Virtual hospital before visit helps those with intellectual disablities

[From Creative Boom]

The Virtual Hospital

Posted by Katy Cowan on Wednesday 30th November 2011.

Computer-generated tours of virtual hospitals can help patients with intellectual disabilities overcome fears and to understand treatments they are about to undergo, according to a new study.

The research was led by Professor Val Hall, professor of midwifery at the Centre for Health Research, University of Brighton. She was one of four experts who studied the virtual hospital as a means of helping patients and providing medical staff with a toolkit to better assess a patient’s capacity to give consent to treatment.

The findings, published in the latest edition of the open access publication, Journal of Medical Internet Research (JMIR), a leading journal in health informatics, showed the virtual hospital was effective and could be delivered to patients in institutions, community settings or in their own homes.

The team designed a multimodal experience based on a hospital scenario and situated on an island in Second Life, an online world in which people participate in the form of virtual representatives or avatars.

Each patient is directed to a waiting room before being taken by a nurse to a bed where they will lie down and have their blood pressure taken. They will then be taken to the anaesthetic room and from there to the operating theatre.
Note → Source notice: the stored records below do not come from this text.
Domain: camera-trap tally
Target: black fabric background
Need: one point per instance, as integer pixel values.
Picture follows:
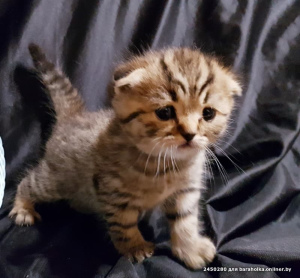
(254, 218)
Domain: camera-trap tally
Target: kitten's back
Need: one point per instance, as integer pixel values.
(66, 99)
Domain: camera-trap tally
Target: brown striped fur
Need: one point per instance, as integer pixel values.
(118, 163)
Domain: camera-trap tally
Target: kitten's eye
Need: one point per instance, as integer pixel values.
(208, 113)
(165, 113)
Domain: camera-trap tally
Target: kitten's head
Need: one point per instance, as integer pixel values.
(176, 99)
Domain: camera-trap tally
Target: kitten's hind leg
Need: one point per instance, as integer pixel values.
(24, 212)
(34, 188)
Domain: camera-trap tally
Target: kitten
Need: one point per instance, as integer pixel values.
(168, 107)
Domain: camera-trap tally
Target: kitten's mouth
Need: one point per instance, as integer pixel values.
(187, 145)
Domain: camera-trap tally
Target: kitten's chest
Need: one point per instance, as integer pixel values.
(150, 192)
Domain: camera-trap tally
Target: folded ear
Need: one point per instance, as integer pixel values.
(125, 80)
(235, 88)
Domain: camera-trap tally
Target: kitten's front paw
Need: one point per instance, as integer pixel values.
(24, 216)
(198, 255)
(140, 251)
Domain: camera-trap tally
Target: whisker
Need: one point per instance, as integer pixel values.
(149, 155)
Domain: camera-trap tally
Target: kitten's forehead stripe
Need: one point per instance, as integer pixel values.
(131, 117)
(206, 97)
(171, 79)
(208, 81)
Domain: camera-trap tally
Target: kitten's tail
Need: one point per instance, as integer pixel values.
(66, 99)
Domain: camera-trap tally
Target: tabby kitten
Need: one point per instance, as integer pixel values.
(168, 107)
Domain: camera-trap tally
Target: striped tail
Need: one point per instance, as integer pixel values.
(65, 97)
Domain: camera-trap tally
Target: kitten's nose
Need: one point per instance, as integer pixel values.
(188, 136)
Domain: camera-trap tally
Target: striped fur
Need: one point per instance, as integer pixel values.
(118, 163)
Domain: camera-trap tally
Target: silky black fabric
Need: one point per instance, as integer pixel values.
(254, 217)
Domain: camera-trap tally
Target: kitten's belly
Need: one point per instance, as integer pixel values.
(151, 193)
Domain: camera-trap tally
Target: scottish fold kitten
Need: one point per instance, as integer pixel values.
(169, 106)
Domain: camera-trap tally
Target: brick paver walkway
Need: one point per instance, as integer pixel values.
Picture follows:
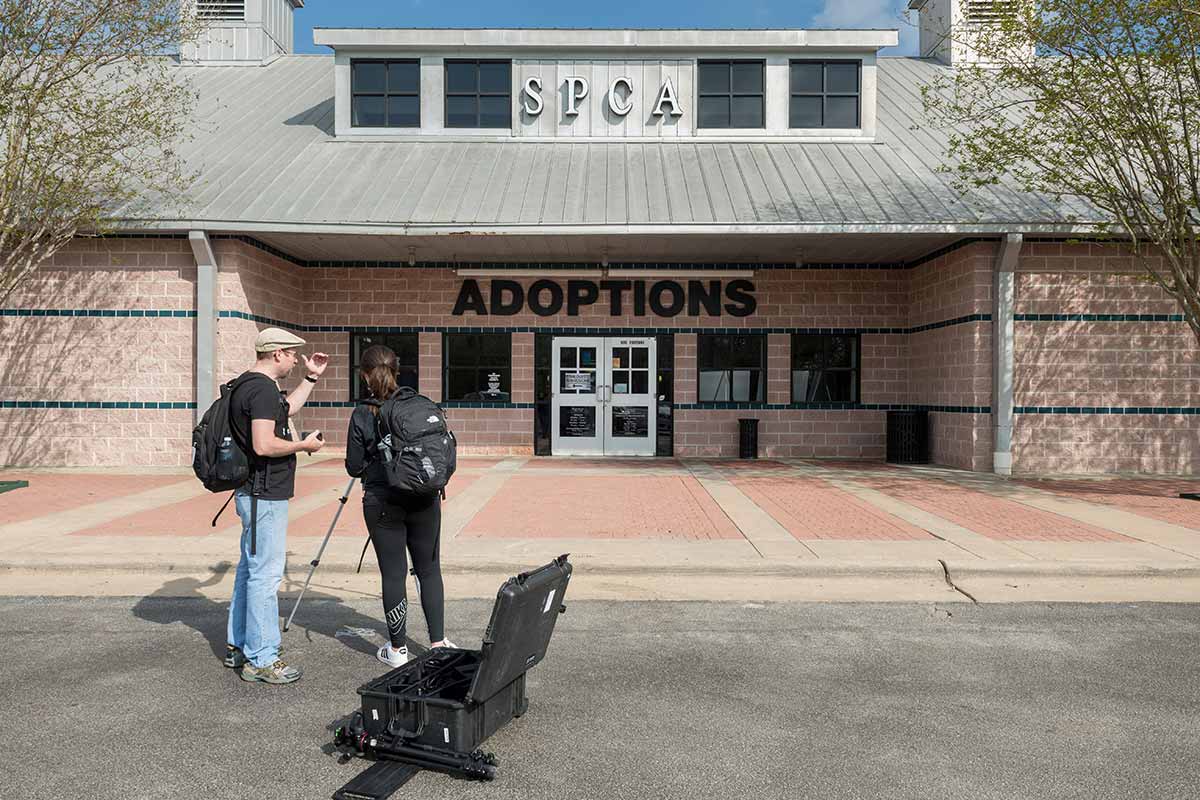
(603, 506)
(750, 506)
(1157, 499)
(813, 509)
(987, 515)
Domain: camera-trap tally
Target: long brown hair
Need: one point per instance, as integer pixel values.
(379, 371)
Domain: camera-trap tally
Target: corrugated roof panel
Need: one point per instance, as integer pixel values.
(264, 152)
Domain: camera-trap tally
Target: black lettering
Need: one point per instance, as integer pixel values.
(580, 293)
(556, 298)
(469, 299)
(697, 295)
(507, 307)
(616, 289)
(741, 293)
(677, 299)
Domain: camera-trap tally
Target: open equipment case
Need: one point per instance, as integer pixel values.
(435, 711)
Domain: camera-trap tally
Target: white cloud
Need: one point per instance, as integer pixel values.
(870, 13)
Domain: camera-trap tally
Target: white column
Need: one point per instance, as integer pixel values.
(205, 319)
(1003, 362)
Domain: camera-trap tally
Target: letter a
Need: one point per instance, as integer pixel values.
(666, 95)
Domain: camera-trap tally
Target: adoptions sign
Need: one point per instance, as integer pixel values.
(547, 298)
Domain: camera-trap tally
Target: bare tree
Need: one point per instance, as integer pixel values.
(94, 109)
(1095, 100)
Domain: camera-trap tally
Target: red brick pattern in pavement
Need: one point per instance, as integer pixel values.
(1153, 499)
(813, 509)
(54, 492)
(603, 506)
(193, 517)
(988, 515)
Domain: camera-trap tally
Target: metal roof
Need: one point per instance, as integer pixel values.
(268, 161)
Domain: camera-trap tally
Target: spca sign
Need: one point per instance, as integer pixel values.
(621, 97)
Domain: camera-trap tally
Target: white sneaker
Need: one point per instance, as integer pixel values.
(393, 657)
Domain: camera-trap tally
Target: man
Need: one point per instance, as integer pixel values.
(258, 415)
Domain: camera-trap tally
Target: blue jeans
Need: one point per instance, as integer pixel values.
(255, 608)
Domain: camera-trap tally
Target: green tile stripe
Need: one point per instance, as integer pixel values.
(1099, 318)
(833, 407)
(1145, 410)
(120, 405)
(100, 312)
(591, 331)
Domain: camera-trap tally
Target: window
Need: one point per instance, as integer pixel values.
(826, 95)
(479, 94)
(385, 94)
(478, 367)
(825, 368)
(405, 346)
(732, 368)
(731, 95)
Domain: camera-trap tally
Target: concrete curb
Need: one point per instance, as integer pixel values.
(801, 569)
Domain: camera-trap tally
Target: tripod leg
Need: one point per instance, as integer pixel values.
(316, 561)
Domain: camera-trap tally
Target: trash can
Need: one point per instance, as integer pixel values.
(907, 437)
(748, 438)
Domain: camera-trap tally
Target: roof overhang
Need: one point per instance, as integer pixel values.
(528, 38)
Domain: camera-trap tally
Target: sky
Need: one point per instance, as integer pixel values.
(612, 13)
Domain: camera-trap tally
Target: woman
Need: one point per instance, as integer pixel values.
(397, 522)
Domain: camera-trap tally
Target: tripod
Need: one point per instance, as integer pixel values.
(316, 561)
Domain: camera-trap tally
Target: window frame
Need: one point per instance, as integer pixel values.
(387, 64)
(355, 395)
(447, 95)
(856, 368)
(478, 367)
(825, 94)
(761, 338)
(730, 95)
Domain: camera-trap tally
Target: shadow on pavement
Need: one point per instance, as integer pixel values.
(323, 614)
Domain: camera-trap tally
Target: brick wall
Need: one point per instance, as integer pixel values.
(1089, 364)
(951, 366)
(119, 360)
(1066, 364)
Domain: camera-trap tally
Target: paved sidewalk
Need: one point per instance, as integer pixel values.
(660, 528)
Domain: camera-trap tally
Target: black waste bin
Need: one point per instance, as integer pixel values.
(909, 437)
(748, 438)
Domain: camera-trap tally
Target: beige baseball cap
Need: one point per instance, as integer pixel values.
(276, 338)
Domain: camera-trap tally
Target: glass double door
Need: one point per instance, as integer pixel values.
(603, 401)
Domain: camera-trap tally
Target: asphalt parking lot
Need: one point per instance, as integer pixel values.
(125, 698)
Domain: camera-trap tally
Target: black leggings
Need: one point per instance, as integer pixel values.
(414, 524)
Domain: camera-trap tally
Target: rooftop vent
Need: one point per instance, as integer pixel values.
(233, 10)
(989, 12)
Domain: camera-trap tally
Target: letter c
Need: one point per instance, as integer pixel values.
(532, 102)
(617, 106)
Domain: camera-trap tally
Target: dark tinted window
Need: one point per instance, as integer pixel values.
(731, 95)
(825, 368)
(406, 348)
(478, 367)
(732, 368)
(385, 94)
(826, 95)
(479, 94)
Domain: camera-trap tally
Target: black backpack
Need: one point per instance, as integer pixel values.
(219, 459)
(418, 449)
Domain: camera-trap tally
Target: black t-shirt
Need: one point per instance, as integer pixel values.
(261, 398)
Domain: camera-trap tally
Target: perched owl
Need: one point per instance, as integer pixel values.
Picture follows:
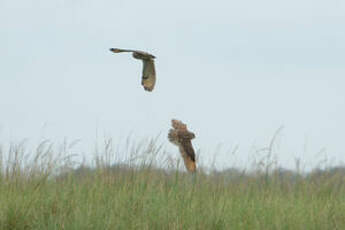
(180, 136)
(148, 78)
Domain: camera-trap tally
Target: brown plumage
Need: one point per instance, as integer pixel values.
(180, 136)
(148, 78)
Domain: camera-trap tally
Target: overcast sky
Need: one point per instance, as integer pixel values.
(234, 71)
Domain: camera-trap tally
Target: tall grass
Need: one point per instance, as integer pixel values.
(45, 189)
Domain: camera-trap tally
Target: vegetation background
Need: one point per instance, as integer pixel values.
(47, 189)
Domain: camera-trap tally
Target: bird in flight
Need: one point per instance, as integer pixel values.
(181, 136)
(148, 79)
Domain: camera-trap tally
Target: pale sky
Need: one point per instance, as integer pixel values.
(234, 71)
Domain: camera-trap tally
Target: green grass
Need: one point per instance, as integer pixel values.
(143, 197)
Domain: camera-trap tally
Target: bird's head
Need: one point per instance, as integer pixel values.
(115, 50)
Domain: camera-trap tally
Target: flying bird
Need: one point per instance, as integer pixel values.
(181, 136)
(148, 79)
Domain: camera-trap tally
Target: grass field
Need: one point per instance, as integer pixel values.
(43, 193)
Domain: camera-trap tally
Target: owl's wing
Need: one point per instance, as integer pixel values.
(148, 79)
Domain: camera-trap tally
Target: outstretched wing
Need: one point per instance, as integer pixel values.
(148, 79)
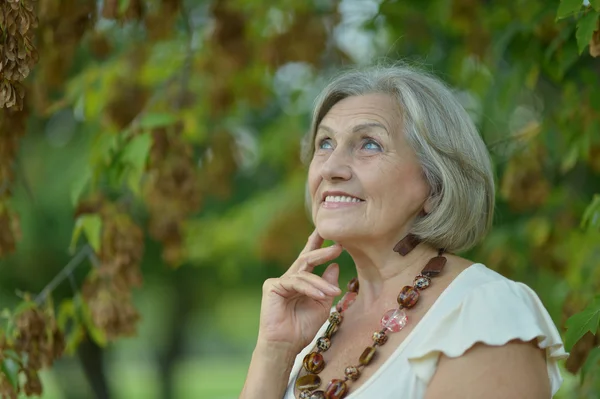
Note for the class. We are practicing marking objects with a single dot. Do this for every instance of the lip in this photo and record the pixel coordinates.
(338, 194)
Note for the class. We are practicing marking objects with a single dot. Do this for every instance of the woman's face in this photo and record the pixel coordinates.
(364, 179)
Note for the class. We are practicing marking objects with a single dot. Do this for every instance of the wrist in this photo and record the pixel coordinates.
(281, 352)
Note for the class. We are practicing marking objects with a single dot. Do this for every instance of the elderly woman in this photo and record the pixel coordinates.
(400, 179)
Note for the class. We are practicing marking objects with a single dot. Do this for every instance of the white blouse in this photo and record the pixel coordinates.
(479, 305)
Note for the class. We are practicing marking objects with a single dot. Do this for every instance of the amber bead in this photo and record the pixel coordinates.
(331, 329)
(308, 382)
(421, 282)
(380, 338)
(314, 362)
(336, 389)
(408, 296)
(352, 373)
(335, 318)
(353, 285)
(323, 343)
(305, 395)
(367, 355)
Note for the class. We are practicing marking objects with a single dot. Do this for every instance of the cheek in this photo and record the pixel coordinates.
(314, 178)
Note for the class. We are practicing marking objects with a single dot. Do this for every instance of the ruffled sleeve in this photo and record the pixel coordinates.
(494, 314)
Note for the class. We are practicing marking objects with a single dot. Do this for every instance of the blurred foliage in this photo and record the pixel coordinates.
(156, 132)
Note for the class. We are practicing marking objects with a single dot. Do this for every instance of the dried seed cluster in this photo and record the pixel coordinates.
(37, 343)
(18, 55)
(107, 291)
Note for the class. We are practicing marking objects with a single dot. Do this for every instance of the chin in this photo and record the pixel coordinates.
(339, 232)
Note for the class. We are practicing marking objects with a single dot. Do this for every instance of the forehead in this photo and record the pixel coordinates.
(379, 108)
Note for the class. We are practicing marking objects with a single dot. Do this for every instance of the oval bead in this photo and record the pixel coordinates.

The programme contains a storyboard scenario, pre-programmed to represent the patient’s experience and ready to be triggered by the patient or their helper.

Professor Hall said: “We wanted to know how people of different ages and with varying levels of cognitive function would participate in the customised virtual environment, what they understood from being there, and what they remembered a week later.”

The study involved 20 people aged between 20 and 80 with mild to severe intellectual disabilities.

Results showed all participants were able to access the environment, voluntarily stayed there for between 23 and 57 minutes, and that they enjoyed the experience. With facilitator support, all participants moved the avatar themselves.

Professor Hall said: “Participants engaged with the scenario as if they were actually there, indicating cognitive presence. Some referred back to previous medical experiences, indicating the potential for experiential knowledge to become the foundation of new learning and retention of knowledge. When interviewed, all participants remembered some aspects of the environment.”

The research was commissioned by the National Institute for Health Research (NIHR) under its Invention for Innovation (i4i) programme and there are hopes the virtual hospital could enhance decision making, and improve treatment compliance.

Professor Hall said she was encouraged by the results: “People with intellectual disabilities have poor access to health care, which may be further compromised by a lack of accessible health information. To be effective, health information must be easily understood and remembered.

“People with intellectual disabilities learn better from multimodal information sources, and virtual reality offers a 3D computer-generated environment that can be used for providing information and learning.

“Our study clearly demonstrates the potential for using virtual reality to provide health care-related information to people with intellectual disabilities.

“People with intellectual disabilities engaged with a health-related virtual environment experience as if they were actually there, which prompted them to talk about previous health care experiences. It also provided an opportunity for them to practice being patients, potentially providing more information about themselves and their worries, which could lead to an increase in confidence in treatment situations.

“Our study is the first step on a path to providing effective health information to people with intellectual disabilities, and we have learned a great deal by taking it.

“Our next step is to further develop the prototype with help from volunteers from our participant group. We will then test it out in a larger and more diverse population of people with intellectual disabilities and in a range of settings, drawing on the lessons learned in this exploratory study.”